For CIOs who move from the corporate world to government, the transition can be difficult. In the private sector, when an executive makes a decision, the organization complies right away, Robinson said. Government moves more slowly. "So preparing to be frustrated is probably a good thing, and recognizing that in the environment you're going to work in, it can take a long time to get things done," Robinson said.

Advanced education may offer an advantage for cultivating the right combination of technology expertise and business savvy. "Clearly B-school [business school] wouldn't be a bad idea," said A. Davis Grant & Co.'s Grossman.

Rather than an MBA, the aspiring CIO with an eye on government service might pursue a Master of Public Administration (MPA). Massey chose that route. "I wanted to be well rounded and really understand the public sector," she said.

Shark suggests a similar path: "What would be terrific would be schools of administration where you could minor in technology."

The six universities that work with the U.S. General Services Administration's CIO University program have caught on to the idea that CIOs must master both IT and business. The program is designed to develop competencies that governments and corporations require of CIOs. At the outset, CIO University worked with graduate-level IT programs at the partner universities. "But then, as [the university programs] began to look at what we wanted students to learn, they started partnering with their business schools," said Monica Fitzgerald, director of CIO University.

Several other programs also offer professional development opportunities for IT professionals who hope to become public CIOs. Unfortunately there's no standard body of knowledge or core curriculum for these programs, Shark said. "Last year, while teaching a small portion of one of the very few local government CIO classes, I was surprised to see that the books being used were mostly from the private sector," he said. To help close that gap, Shark is editing a book called CIO Leadership for Cities and Counties: Emerging Trends and Practices, which PTI will publish by early 2009.


Student of Human Behavior
While advanced degrees and professional development programs offer many advantages, experts also note that there's just no substitute for experience. "Nothing, I think, could replace just being a student of human behavior," said Massey. In her own career, that meant observing colleagues' successes and failures, joining professional organizations, going to conferences and networking with peers.

Networking is important not only for gaining knowledge, but for experiencing the kind of interchange that's crucial to the CIO's job, said Fitzgerald. "That's really a critical piece of being a CIO: sitting at the table with all the higher-level people at your agency, representing what's happening with your people." Volunteering in a group such as the federal government's CIO Council provides opportunities to network with colleagues from other agencies, she added.

Networking with your internal customers also is crucial. "Technology professionals should spend as much time dealing with the end-user on a one-to-one basis as possible," Grossman said. For the manager, that means not sending a subordinate to find out what end-users require. "It would make a lot more sense for a person with ambition to go to the business person himself and say, 'Please tell me what it is you do for a living.'"
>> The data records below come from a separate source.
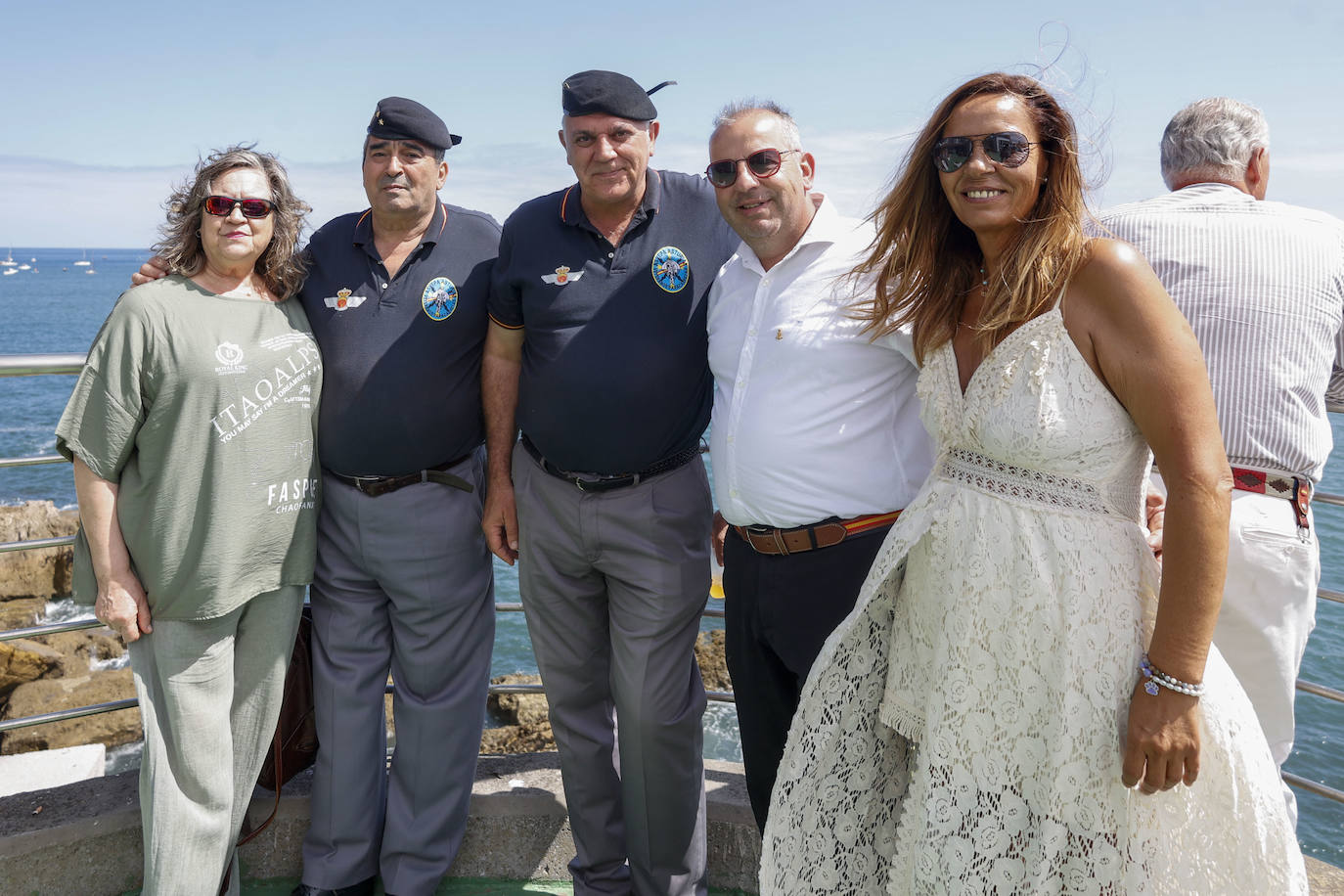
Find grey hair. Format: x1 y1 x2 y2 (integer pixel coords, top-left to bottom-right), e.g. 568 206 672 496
1161 97 1269 190
714 97 802 149
152 145 312 298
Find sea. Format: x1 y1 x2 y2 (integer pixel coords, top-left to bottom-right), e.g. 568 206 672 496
0 247 1344 867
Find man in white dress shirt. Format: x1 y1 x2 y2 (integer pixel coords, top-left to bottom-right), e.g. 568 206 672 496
1102 97 1344 821
707 102 933 830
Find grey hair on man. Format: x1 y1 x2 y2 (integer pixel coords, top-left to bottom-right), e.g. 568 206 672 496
1161 97 1269 190
714 97 802 149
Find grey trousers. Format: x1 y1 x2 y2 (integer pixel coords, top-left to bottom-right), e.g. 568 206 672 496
302 453 495 896
514 446 712 896
129 586 304 896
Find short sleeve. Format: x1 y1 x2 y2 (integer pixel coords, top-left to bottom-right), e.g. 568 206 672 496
485 222 522 329
57 291 151 482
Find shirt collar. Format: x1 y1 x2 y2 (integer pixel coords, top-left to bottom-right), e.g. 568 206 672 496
560 168 662 227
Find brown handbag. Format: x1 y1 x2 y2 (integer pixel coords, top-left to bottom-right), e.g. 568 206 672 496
256 604 317 791
227 604 317 893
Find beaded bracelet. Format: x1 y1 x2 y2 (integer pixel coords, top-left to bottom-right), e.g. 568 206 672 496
1139 652 1204 697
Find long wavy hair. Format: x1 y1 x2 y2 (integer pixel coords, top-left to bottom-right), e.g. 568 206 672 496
154 145 312 298
855 72 1088 363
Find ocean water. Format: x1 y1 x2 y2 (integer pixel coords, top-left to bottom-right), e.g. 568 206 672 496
0 248 1344 867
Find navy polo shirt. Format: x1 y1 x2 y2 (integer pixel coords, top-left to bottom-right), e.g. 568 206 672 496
489 169 738 474
299 197 500 475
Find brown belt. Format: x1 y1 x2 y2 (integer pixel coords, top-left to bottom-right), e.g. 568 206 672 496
1232 467 1313 529
327 454 475 498
733 511 901 557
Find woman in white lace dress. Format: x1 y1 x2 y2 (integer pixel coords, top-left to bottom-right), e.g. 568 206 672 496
761 75 1307 895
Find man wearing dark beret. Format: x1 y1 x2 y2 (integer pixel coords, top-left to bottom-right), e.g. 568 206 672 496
203 97 499 896
481 71 738 895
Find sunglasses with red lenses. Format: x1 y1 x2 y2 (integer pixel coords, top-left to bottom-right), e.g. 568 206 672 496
704 149 802 190
933 130 1036 175
205 197 276 217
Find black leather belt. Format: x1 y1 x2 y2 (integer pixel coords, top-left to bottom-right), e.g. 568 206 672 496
323 454 475 498
522 434 700 492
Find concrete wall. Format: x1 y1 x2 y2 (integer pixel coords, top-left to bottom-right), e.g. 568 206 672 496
0 752 761 896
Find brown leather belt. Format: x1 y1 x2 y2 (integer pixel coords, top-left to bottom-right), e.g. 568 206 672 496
733 511 901 557
324 454 475 498
1232 467 1315 529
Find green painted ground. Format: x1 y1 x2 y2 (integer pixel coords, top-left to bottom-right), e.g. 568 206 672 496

Curiosity is an asset for the aspiring CIO, said Schambach, reflecting on his own career. "I also thought it was really important to get out of your office, get out of your desk and go understand how the organization works." That means hanging out with the people who carry out the organization's mission. "That's where the knowledge comes from," said Schambach. "You've got to get out and be on the front lines."

Finally an aspiring CIO should seek out assignments that help build leadership muscle. "Step up and take on new responsibilities and new challenges," said Robinson. You might collect a few scars along the way, but in the long term, such experience is the route that leads to the top. "If you want to be a CIO or leader in any organization," he said, "you have to be a person who makes things happen."